Tout cela montre la réalité d’une voie oubliée par Orain : l’internationalisme, les alliances entre États-nations. Pour Orain, le « souverainisme » est le populisme d’extrême droite isolationniste. Associer le souverainisme à l’extrême droite est un lieu commun du néo-libéralisme que les gauchistes auraient tout intérêt à ne pas lui emprunter. En effet, le début du XXIe siècle n’est pas seulement celui du retour des empires, mais aussi celui du retour des nations, dont le nombre s’est multiplié après l’effondrement de l’Union soviétique. Or les États-nations ont besoin les uns des autres pour résister aux empires. Comme l’enseigne le sage Thucydide, il n’y a de justice qu’entre égaux. Cela veut dire, aujourd’hui, que les États-nations ne peuvent attendre de justice des empires, mais qu’ils peuvent en attendre d’autres États-nations. Cela est au moins possible dans certaines conditions, lorsque des échanges mutuellement bénéfiques sont possibles. L’écologie et l’humanitarisme n’ont d’avenir qu’à la condition que des États-nations nouent des alliances militaires et économiques qui leur permettent de demeurer souverains. La France, le Royaume-Uni sont les deux grandes nations à la fois démocratiques, riches et dotées de l’arme nucléaire. L’Allemagne et le Japon se réarment. Ces deux démocraties qui ont conservé leur puissance industrielle sont appelées à jouer un rôle névralgique pour que le monde libre soit capable de tenir tête aux empires.

Les nations démocratiques devront apprendre à nouer des alliances circonstancielles avec des États puissants, comme l’Inde et la Turquie, qui ont l’arme nucléaire et un relatif accès aux océans. Ce sont des puissances opportunistes, qui collaborent tantôt avec l’occident démocratique, et tantôt avec la Chine. On ne peut nouer avec elles des relations entièrement dignes de confiance, mais on peut à tout le moins être sûr qu’elles feront tout pour limiter assez la puissance des empires pour préserver leur propre autonomie. La collaboration entre les États-Unis, la France, l’Inde, le Japon et l’Australie et huit autres pays qui ont tenu ensemble en 2023 des exercices de leurs forces navales pour montrer leur capacité de faire face à la Chine est un bon exemple de ce que les nations peuvent faire pour conserver des voies maritimes relativement libres [6]. Si les États-Unis se désengagent de telles collaborations, les autres États peuvent les entretenir et même les intensifier. Il y a donc une alternative au libre-échange mondial et aux silos impériaux.

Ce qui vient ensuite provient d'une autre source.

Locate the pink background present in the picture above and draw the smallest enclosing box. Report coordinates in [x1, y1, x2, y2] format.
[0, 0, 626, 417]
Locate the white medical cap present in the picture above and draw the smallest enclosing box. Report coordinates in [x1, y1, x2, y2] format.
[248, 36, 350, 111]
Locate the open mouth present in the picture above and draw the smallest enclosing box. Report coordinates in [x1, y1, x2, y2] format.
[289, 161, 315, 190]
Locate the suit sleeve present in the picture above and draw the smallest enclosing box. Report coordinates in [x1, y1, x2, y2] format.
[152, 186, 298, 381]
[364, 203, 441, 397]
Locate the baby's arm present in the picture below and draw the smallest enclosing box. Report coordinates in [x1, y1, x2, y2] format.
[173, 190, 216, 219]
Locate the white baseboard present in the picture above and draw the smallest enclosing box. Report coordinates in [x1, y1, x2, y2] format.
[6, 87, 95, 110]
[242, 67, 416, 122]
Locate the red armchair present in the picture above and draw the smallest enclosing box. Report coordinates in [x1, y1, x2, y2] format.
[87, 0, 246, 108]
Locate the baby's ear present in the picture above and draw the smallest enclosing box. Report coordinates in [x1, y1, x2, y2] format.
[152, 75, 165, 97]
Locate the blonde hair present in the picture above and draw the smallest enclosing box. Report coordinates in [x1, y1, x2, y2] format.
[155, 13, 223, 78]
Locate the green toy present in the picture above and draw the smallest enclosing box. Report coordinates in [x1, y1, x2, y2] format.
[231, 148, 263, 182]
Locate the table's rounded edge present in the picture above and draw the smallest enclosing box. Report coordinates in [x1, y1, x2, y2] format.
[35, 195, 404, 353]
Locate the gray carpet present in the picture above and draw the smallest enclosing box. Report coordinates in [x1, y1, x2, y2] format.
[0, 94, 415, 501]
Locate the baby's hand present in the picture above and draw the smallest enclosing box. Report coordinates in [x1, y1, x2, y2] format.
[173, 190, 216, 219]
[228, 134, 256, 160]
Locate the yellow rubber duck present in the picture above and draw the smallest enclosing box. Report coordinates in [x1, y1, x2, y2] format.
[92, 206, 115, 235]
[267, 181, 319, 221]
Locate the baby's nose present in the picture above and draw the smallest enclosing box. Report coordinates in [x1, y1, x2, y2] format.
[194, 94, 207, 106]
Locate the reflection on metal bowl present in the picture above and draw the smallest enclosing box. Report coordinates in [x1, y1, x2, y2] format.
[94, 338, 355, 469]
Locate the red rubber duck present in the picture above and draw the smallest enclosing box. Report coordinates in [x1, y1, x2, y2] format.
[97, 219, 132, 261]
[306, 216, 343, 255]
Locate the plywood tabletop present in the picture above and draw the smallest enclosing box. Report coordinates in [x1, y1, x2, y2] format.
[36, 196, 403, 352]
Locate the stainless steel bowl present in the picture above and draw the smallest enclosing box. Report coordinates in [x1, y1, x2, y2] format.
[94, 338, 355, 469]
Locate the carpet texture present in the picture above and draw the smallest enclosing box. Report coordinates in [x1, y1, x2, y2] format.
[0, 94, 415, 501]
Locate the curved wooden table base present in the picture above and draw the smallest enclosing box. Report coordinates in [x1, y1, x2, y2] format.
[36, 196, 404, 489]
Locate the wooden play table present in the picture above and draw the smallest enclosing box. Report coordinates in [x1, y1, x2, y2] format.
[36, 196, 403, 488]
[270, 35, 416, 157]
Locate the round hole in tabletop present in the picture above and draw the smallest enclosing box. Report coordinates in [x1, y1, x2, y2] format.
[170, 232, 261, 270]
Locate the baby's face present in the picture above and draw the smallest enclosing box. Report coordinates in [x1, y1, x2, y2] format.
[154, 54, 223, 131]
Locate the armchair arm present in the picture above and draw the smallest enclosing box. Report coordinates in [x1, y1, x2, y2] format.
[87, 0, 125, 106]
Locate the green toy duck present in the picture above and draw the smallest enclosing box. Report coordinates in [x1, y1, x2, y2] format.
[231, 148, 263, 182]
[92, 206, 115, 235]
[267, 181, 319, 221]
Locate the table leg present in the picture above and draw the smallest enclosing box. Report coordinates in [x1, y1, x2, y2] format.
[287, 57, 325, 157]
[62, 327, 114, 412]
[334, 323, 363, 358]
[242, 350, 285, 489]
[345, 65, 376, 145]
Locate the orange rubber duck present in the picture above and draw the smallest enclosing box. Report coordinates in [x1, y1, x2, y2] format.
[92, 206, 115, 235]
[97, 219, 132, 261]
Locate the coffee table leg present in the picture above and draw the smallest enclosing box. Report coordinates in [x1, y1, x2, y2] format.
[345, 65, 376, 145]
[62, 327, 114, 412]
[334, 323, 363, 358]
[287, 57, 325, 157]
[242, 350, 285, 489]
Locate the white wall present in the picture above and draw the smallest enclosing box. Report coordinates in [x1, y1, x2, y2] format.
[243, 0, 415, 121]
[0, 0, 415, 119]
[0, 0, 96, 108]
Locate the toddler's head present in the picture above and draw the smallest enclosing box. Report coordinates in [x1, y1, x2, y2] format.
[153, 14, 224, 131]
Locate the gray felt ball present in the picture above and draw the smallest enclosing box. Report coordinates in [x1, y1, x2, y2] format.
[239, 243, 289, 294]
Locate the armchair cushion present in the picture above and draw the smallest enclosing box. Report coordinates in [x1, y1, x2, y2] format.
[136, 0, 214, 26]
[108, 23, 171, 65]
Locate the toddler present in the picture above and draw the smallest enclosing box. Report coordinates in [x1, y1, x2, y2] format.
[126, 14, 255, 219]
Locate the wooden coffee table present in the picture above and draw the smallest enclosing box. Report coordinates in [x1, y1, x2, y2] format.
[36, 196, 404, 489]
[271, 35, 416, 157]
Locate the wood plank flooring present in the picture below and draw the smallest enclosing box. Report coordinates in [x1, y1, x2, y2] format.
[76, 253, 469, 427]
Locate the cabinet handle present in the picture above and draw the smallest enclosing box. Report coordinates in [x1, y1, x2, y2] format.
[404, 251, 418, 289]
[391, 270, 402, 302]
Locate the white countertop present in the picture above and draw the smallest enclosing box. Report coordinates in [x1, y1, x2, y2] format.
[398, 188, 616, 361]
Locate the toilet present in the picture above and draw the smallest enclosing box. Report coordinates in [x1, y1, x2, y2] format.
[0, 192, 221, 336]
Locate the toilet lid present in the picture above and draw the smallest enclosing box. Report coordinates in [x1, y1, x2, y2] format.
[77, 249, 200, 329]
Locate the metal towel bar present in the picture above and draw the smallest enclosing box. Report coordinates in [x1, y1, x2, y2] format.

Des petites nations tentent de conserver ou d’acquérir leur souveraineté, ou simplement de continuer à exister : Taïwan, l’Ukraine, la Palestine, le Groenland, le Panama. Faire preuve de solidarité avec elles est en ce moment un test pour la justice : préserver des relations entre États souverains non fondés sur la force, mais sur le droit. L’idée de droit international ne peut subsister sans solidarité internationale. Le Canada est une de ces petites nations. Sa seule chance de survie est le droit, non la force. Il lui faudra retrouver la politique internationale qu’il a perdue depuis longtemps. L’ouvrage d’Orain permet de penser que les enjeux auxquels il fait face sont la protection de ses ressources contre les appropriations étrangères (Chine, USA), le contrôle de ses eaux territoriales et de ses voies navigables de même que de ses ressources énergétiques. Un tabou devrait être levé : celui de la nationalisation des secteurs stratégiques de l’économie. Quant au Québec, peut-il se fier au Canada pour le protéger et pour nouer les alliances internationales nécessaires pour résister à l’impérialisme? Le spectacle des petites nations prêtes à affronter toutes les tempêtes pour exister pourrait-il réveiller la conscience des Québécois à qui on demande d’abandonner leur souveraineté pour protéger celle du Canada?